My dad and I started watching Once Upon A Time In Northern Ireland today, on his request. We've only seen the first episode, but it's good.

It's very good, actually.

https://www.bbc.co.uk/iplayer/episodes/p0ff7cg0/once-upon-a-time-in-northern-ireland

Once Upon a Time in Northern Ireland

Personal stories of conflict and peace. 25 years on from the end of the Troubles, those who lived through it share intimate, unheard testimonies - and reflect on its legacy.

BBC iPlayer

I appreciate that the BBC left the swearing in. If you can't swear about the Troubles, what the fuck can you swear about?

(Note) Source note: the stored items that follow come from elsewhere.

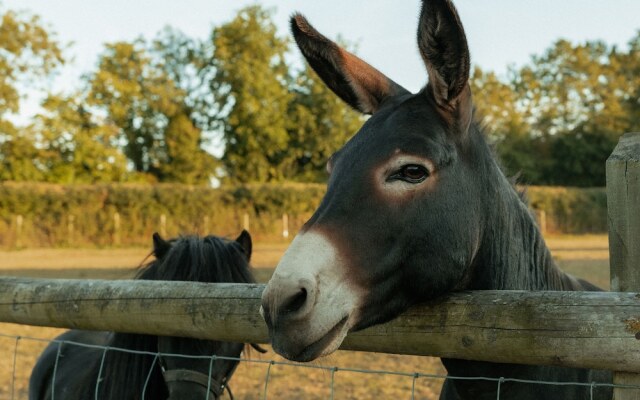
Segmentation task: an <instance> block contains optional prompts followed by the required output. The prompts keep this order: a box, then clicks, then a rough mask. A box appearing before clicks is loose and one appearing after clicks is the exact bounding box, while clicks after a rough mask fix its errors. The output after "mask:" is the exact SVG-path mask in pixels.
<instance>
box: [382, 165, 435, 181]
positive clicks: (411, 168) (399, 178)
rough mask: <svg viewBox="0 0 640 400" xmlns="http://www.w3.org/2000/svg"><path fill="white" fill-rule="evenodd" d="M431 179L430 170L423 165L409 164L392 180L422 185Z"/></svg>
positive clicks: (396, 172) (390, 178)
mask: <svg viewBox="0 0 640 400" xmlns="http://www.w3.org/2000/svg"><path fill="white" fill-rule="evenodd" d="M428 177H429V170H428V169H427V168H425V167H423V166H422V165H418V164H407V165H404V166H402V168H400V169H399V170H398V172H396V173H395V174H393V175H391V176H390V177H389V178H390V180H401V181H405V182H408V183H420V182H423V181H424V180H425V179H427V178H428Z"/></svg>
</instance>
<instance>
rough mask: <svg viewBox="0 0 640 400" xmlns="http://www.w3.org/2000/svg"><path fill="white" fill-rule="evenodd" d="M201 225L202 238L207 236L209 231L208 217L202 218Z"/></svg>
mask: <svg viewBox="0 0 640 400" xmlns="http://www.w3.org/2000/svg"><path fill="white" fill-rule="evenodd" d="M202 225H203V226H202V235H203V236H205V235H208V234H209V232H210V231H209V216H208V215H205V216H204V222H203V224H202Z"/></svg>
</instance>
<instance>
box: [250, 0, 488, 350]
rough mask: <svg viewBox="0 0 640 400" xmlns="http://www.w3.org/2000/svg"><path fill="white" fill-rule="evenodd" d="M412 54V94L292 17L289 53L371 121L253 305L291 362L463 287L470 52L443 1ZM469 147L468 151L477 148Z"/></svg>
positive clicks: (434, 11) (476, 134) (473, 158)
mask: <svg viewBox="0 0 640 400" xmlns="http://www.w3.org/2000/svg"><path fill="white" fill-rule="evenodd" d="M424 3H425V4H424V5H423V8H422V12H421V16H420V21H419V28H418V46H419V49H420V54H421V55H422V58H423V59H424V62H425V64H426V67H427V72H428V75H429V83H428V84H427V86H426V87H425V88H424V89H423V90H422V91H421V92H420V93H418V94H411V93H409V92H408V91H407V90H405V89H404V88H402V87H401V86H399V85H398V84H396V83H395V82H393V81H392V80H390V79H389V78H387V77H386V76H384V75H383V74H382V73H380V72H379V71H378V70H376V69H375V68H373V67H371V66H370V65H368V64H367V63H365V62H364V61H362V60H361V59H359V58H357V57H356V56H354V55H353V54H350V53H348V52H347V51H345V50H344V49H342V48H340V47H339V46H338V45H336V44H335V43H334V42H332V41H330V40H329V39H327V38H326V37H324V36H323V35H321V34H320V33H319V32H318V31H316V30H315V29H314V28H313V27H312V26H311V25H310V24H309V23H308V22H307V20H306V19H305V18H304V17H303V16H301V15H294V16H293V17H292V19H291V26H292V30H293V35H294V37H295V40H296V42H297V44H298V47H299V48H300V50H301V51H302V53H303V54H304V56H305V57H306V59H307V60H308V62H309V63H310V65H311V67H313V69H314V70H315V71H316V72H317V74H318V75H319V76H320V77H321V78H322V80H323V81H324V82H325V84H326V85H327V86H329V87H330V88H331V89H332V90H333V91H334V92H335V93H336V94H337V95H338V96H340V98H342V99H343V100H344V101H345V102H346V103H348V104H349V105H351V106H352V107H353V108H355V109H357V110H359V111H361V112H362V113H365V114H371V117H370V118H369V119H368V120H367V122H366V123H365V124H364V126H363V127H362V128H361V129H360V131H359V132H358V133H357V134H356V135H355V136H354V137H353V138H352V139H351V140H350V141H349V142H348V143H346V145H345V146H344V147H343V148H342V149H340V150H339V151H338V152H336V153H335V154H334V155H333V157H331V159H330V160H329V162H328V164H327V169H328V171H329V173H330V178H329V183H328V187H327V193H326V195H325V197H324V199H323V201H322V203H321V204H320V206H319V208H318V209H317V210H316V212H315V213H314V215H313V216H312V217H311V219H310V220H309V221H308V222H307V223H306V224H305V226H304V228H303V229H302V231H301V233H300V234H299V235H298V236H296V238H295V239H294V241H293V242H292V243H291V246H290V247H289V249H288V250H287V252H286V253H285V255H284V257H283V258H282V260H281V261H280V263H279V264H278V266H277V268H276V271H275V273H274V275H273V278H272V279H271V281H270V282H269V284H268V286H267V288H266V290H265V292H264V294H263V298H262V312H263V314H264V317H265V320H266V322H267V325H268V327H269V332H270V336H271V338H272V344H273V347H274V349H275V351H277V352H278V353H280V354H282V355H283V356H284V357H287V358H289V359H292V360H297V361H309V360H312V359H315V358H316V357H319V356H322V355H326V354H329V353H331V352H333V351H334V350H336V349H337V348H338V346H339V345H340V344H341V343H342V340H343V339H344V337H345V335H346V334H347V332H348V331H350V330H357V329H362V328H365V327H367V326H370V325H372V324H375V323H380V322H384V321H386V320H389V319H391V318H393V317H395V316H397V315H398V314H399V313H401V312H402V311H404V310H405V309H406V308H407V307H408V306H409V305H411V304H414V303H416V302H418V301H423V300H428V299H431V298H435V297H437V296H440V295H442V294H444V293H447V292H450V291H452V290H455V289H460V288H463V287H465V285H466V282H467V281H468V279H469V276H470V273H471V271H470V270H471V267H470V265H471V264H472V260H473V257H474V255H475V253H476V251H477V248H478V246H479V240H480V236H481V232H480V230H481V226H482V223H481V218H482V214H481V213H480V212H479V208H480V207H479V204H480V201H479V200H478V199H479V197H481V196H482V193H483V191H484V192H486V190H485V189H484V188H483V185H482V183H481V182H480V181H479V180H478V179H477V176H478V173H479V171H478V169H482V167H479V165H481V164H483V163H482V162H479V161H478V160H477V159H478V158H479V155H478V151H477V150H476V147H478V146H480V147H483V148H485V149H486V145H485V144H484V141H483V139H481V138H479V136H480V135H478V132H476V130H475V128H470V127H471V126H472V124H471V119H472V113H473V106H472V101H471V92H470V89H469V85H468V79H469V51H468V48H467V41H466V37H465V34H464V30H463V28H462V25H461V24H460V20H459V17H458V14H457V12H456V10H455V8H454V6H453V5H452V4H451V2H450V1H448V0H430V1H425V2H424ZM479 141H480V144H479V145H478V144H477V143H476V142H479Z"/></svg>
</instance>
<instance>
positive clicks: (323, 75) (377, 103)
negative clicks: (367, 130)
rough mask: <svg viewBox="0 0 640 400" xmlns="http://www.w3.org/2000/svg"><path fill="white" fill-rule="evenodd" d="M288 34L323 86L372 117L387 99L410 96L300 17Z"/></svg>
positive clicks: (292, 19) (349, 104)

Besides, telling someone from here not to swear when they talk is like telling them not to blink. You'll only make them uncomfortable and they'll end up doing it anyway.

It's always a bit jarring to me when I see folk complain about bad language online, using phrases like "nobody has to use those words" and "it's always vulgar" and "it sounds uneducated".

Please understand: that is cultural bias.

it's also classist as fuck, imo, but I am told I need to stop turning everything into a class issue

(everything IS a class issue, you can fight me AND the chip on my shoulder)

Every British person does a subconscious class calculation when they meet someone, whether they admit to it or not. You want to know if someone is "like you" so you know how to speak to them and how to relate to them. But I mess up the calculations. I've got too many middle-class indicators now from being highly educated. (That's classism for you!) So swearing is, for me, often a way to reassure someone working-class that we're on the same level and can relate to each other as such.

It's annoying, though. I don't get angry at people much, but a close colleague once tried to joke that the Pulp song Common People was about me, having gotten the impression that my working-class indicators were the pretension, and not the middle-class ones. The idea that I might read as one of those fucking idiots who pretends to be working-class because they think it's "cool" drives me round the bend.

I also feel I need to explain, for Americans and other strange creatures, that class in Britain has absolutely nothing to do with how much money you have. You're born into a class and you're not getting out of it. It's your upbringing and your background and your language and your culture.

Your kids might be of a different class to you. Your grandkids certainly can be. But you're stuck with where you're born, and British society tends not to like it if you pretend otherwise.

Do not take this explanation for approval.

Here is a screenshot which provides an interesting addendum to my posts on British social class.

No, this isn’t parody. It’s the Telegraph.

And yes, that is her real name.

@astronomerritt Rich British people are wild.
Like, you'd think that comedy TV exaggerates, but nope. Rich British people just be like that

@Artemis201 Posh British people do not live normal lives, and yet, they seem to think that they do. They genuinely don't seem to understand the extent to which the British upper-class is a society entirely divorced from standard reality.

Like, I'm working-class and I can get on fine with middle-class people, they're still relatable, they have lives I can recognise as normal. Meanwhile Money-Coutts is over here thinking what hand you eat a pear with is a burning question that must be cleared up.

@astronomerritt @Artemis201 I think she’s partly performing Posh for pay.

@avirr @Artemis201 Nice alliteration.

And yeah, for sure. She’s essentially rage-bait. But she always sounds so absolutely unhinged that I can’t help making fun of her.